- Born: February 16, 1921 Sétif, Algeria
- Died: September 19, 1996 (aged 75) Paris, France
- Occupations: poet, playwright, journalist
- Writing career
- Period: 20th Century

= Noureddine Aba =

Algerian poet and playwright (1921–1996)

Noureddine Aba (February 16, 1921 – September 19, 1996) was an Algerian poet and playwright. His work mainly focuses on political themes, such as the Algerian revolution, the Arab–Israeli conflict and Nazi Germany. In 1990, he established the Fondation Noureddine Aba, which continues to present the annual Noureddine Aba Prize to Algerian writers.

== Early life ==
Aba was born in 1921 in the Algerian town of Sétif. In his autobiographical work Le chant perdu au pays retrouve (The Lost Song of a Rediscovered Country, 1978), he described his childhood as an unhappy period, writing: "I had to envy children in some parts of the world who went through childhood with the frivolity of butterflies". After completing his secondary education in Setif, he spent one year studying law at the University of Algiers. In the 1940s, he began writing some poetry, including his 1941 collection L'Aube de l'amour (The Dawn of Love). In 1943, he was conscripted into the Algerian army, where he served for two years until the end of the Second World War.

== Writing career ==
After the war, Aba became a journalist and reported on the Nuremberg Trials. When the magazine Présence Africaine was established in 1947, Aba became one of its writers. At this point, Aba was living in France, where he spent much of his adult life.

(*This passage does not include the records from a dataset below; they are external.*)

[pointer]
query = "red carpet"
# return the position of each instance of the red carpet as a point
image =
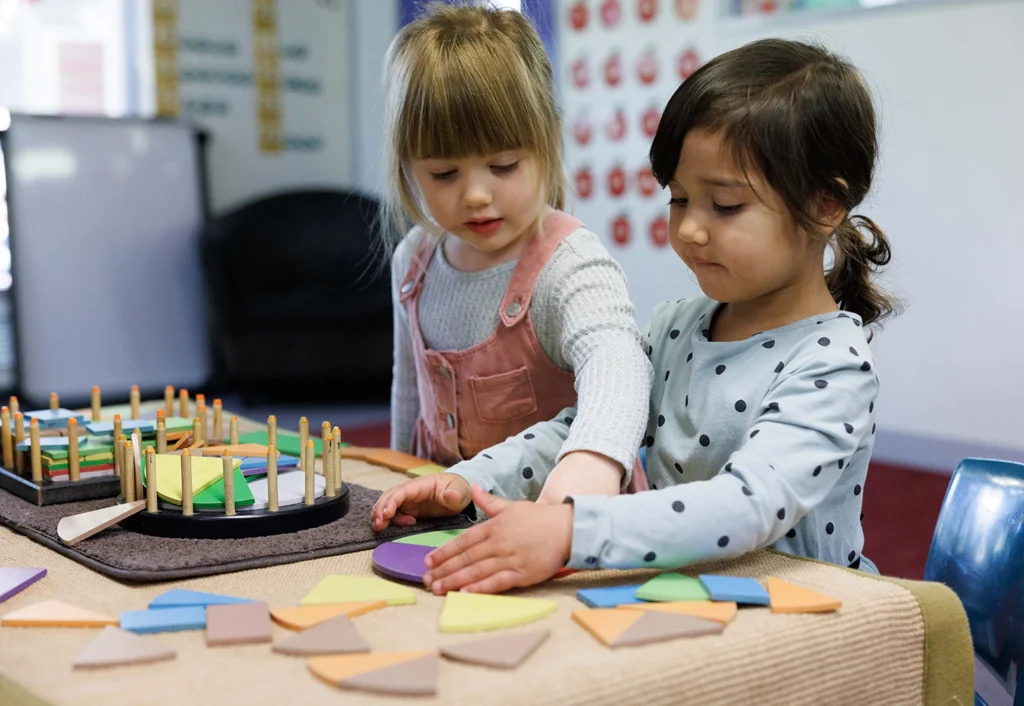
(901, 507)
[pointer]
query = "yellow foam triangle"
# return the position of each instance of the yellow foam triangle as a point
(472, 612)
(788, 597)
(55, 614)
(339, 588)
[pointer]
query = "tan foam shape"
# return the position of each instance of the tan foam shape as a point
(501, 653)
(303, 617)
(74, 529)
(788, 597)
(724, 612)
(238, 624)
(56, 614)
(115, 647)
(334, 636)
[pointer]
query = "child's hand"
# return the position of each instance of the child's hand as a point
(521, 544)
(582, 472)
(442, 495)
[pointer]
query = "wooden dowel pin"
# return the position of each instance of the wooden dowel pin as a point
(186, 504)
(74, 471)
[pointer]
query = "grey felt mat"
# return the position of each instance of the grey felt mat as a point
(130, 556)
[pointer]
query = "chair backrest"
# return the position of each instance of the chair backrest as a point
(978, 550)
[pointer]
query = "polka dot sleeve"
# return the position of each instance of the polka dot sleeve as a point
(810, 422)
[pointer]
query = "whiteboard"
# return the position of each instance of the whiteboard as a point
(104, 222)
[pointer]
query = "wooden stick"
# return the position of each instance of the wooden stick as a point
(134, 401)
(96, 406)
(271, 479)
(218, 421)
(74, 472)
(37, 458)
(228, 485)
(5, 438)
(186, 503)
(151, 481)
(309, 458)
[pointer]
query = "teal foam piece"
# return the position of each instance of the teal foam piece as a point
(165, 620)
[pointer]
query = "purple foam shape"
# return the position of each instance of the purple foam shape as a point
(402, 562)
(16, 579)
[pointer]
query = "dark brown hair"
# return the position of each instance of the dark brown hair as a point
(803, 118)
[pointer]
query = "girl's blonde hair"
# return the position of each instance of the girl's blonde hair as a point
(466, 81)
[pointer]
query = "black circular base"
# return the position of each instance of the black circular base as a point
(170, 522)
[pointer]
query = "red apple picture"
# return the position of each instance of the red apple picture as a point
(649, 121)
(646, 183)
(611, 13)
(646, 10)
(659, 232)
(647, 68)
(584, 182)
(616, 181)
(621, 230)
(686, 9)
(689, 61)
(615, 127)
(579, 14)
(613, 70)
(580, 73)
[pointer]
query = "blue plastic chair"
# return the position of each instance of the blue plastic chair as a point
(978, 551)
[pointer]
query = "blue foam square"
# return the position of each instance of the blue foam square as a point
(736, 588)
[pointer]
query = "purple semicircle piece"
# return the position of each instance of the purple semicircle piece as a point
(402, 562)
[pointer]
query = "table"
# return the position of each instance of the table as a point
(892, 642)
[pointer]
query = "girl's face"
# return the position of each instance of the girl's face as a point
(738, 238)
(491, 203)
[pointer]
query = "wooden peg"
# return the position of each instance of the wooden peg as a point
(37, 457)
(5, 439)
(74, 471)
(271, 478)
(186, 502)
(151, 481)
(218, 421)
(134, 401)
(228, 485)
(308, 463)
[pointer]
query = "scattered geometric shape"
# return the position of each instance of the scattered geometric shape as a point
(788, 597)
(164, 620)
(406, 673)
(474, 612)
(180, 597)
(724, 612)
(673, 587)
(340, 588)
(55, 614)
(736, 588)
(303, 617)
(238, 624)
(16, 579)
(501, 653)
(114, 647)
(608, 597)
(399, 561)
(74, 529)
(335, 636)
(619, 627)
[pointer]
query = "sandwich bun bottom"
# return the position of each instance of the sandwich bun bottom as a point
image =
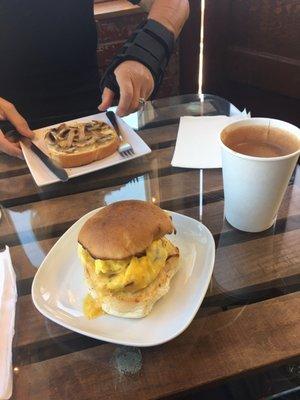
(138, 304)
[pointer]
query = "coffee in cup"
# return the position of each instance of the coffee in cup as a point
(258, 159)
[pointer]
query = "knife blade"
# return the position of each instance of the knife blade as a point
(58, 171)
(112, 117)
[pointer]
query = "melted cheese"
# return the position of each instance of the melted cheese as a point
(132, 274)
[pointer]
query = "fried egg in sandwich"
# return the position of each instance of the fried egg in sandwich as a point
(128, 261)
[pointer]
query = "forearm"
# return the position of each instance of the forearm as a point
(170, 13)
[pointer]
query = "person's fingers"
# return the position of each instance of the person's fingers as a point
(12, 149)
(126, 94)
(147, 89)
(107, 99)
(17, 120)
(137, 95)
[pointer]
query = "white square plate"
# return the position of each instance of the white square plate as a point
(59, 288)
(43, 176)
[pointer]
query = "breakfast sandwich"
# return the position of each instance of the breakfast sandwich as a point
(76, 144)
(128, 261)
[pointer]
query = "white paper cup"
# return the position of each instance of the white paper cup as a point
(254, 186)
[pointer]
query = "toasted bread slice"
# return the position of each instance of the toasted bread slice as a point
(86, 154)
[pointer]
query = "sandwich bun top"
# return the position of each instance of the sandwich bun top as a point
(124, 229)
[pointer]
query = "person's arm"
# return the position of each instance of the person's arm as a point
(134, 79)
(8, 112)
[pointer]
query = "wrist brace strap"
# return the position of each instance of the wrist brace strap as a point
(150, 44)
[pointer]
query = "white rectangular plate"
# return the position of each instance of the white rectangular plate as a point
(59, 288)
(43, 176)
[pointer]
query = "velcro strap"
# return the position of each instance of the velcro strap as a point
(149, 44)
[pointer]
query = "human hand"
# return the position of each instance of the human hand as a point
(135, 82)
(8, 112)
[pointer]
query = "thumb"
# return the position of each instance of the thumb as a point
(107, 99)
(18, 121)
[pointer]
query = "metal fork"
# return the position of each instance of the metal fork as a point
(125, 149)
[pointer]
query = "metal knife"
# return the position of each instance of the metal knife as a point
(112, 117)
(58, 171)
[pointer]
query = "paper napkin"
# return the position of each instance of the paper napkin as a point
(8, 298)
(197, 144)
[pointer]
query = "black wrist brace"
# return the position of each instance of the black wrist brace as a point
(150, 44)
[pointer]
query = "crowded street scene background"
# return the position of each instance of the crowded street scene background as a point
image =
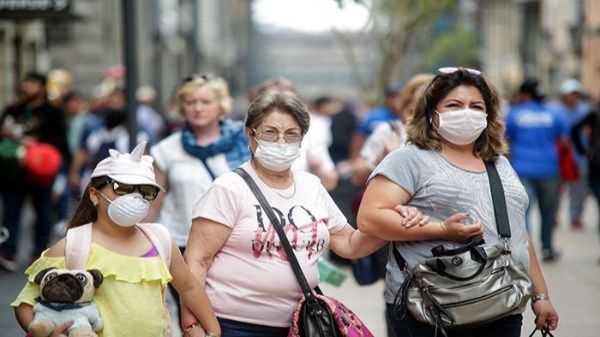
(79, 79)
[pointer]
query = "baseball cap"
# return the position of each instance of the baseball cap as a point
(532, 87)
(133, 168)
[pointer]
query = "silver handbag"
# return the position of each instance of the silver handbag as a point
(474, 284)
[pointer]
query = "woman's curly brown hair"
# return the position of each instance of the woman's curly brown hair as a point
(420, 130)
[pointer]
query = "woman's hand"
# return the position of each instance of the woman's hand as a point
(412, 216)
(196, 331)
(545, 315)
(59, 331)
(455, 229)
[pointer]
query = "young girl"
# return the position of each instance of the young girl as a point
(130, 299)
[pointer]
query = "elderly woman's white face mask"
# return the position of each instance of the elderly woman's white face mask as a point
(272, 154)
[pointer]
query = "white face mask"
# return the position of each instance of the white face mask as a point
(276, 157)
(127, 210)
(461, 127)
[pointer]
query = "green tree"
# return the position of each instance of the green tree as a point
(393, 26)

Wartime experiences, particularly his outrage at the Sétif massacre of May 1945, also inspired Aba to commit to writing more poetry. His work is primarily focused on themes relating to politics and the impact of violence on humans, covering topics such as the Algerian revolution, the Arab–Israeli conflict and Nazi Germany. The themes of his work led the scholar Jean Déjeux to compare him to Mohammed Dib. Aba's more well-known collections include Gazelle au petit matin (Gazelle in the Early Morning, 1978) and Gazelle après minuit (Gazelle after Midnight, 1979), which take the form of a series of love poems inspired by the deaths of a young couple at the point of the country becoming independent from France.

Aba has also written many plays, which are often farces with political themes. They have been performed in French theatres and on Radio France Internationale; plays are rarely performed in Algeria unless they are in Arabic. His plays include Tell el Zaatar s'est tu a la tombée du soir (Silence at Nightfall in Tell el Zaatar, 1981), which relates episodes from the history of Palestine, and L'Annonce faite à Marco, ou a l'aube et sans couronne (The Annunciation to Marco, or Uncrowned at Dawn, 1983), which is set during the Battle of Algiers in 1957.

== Awards and honours ==
Aba's work gained greater critical recognition in the late 1970s and early 1980s. In 1979 he was presented with the Prix de l'Afrique méditerranéenne for his poetry, and in 1985 he was awarded the Fondation de France's "Prix Charles Oulmont" for his contribution to literature. His 1981 play Tell el Zaatar... won the Prix Palestine-Mahmoud Hamchari.

== Other work ==
Aba has lectured at a number of universities, including a period teaching Algerian literature at the University of Illinois at Urbana–Champaign. Aba has been a member of the Académie des sciences d'outre-mer and the Académie Universelle des Cultures. He was also part of the Haut Conseil de la francophonie, having been appointed to this by François Mitterrand.

Aba has also been active in politics. He returned briefly to Algeria in the late 1970s and worked in the Ministry of Information and Culture, before becoming disillusioned with Algerian politics and returning to France. Throughout his life, he was particularly sympathetic to Palestinian nationalism. Before his death, he petitioned the French government to persuade them to help bring an end to the Algerian Civil War.

== Death and legacy ==
Aba died in 1996 in Paris, aged 75. The Fondation Noureddine Aba, established by the author in 1990, continues to present the annual Noureddine Aba Prize to Algerian writers writing in French or Arabic. Previous recipients have included Tahar Djaout and Redha Malek.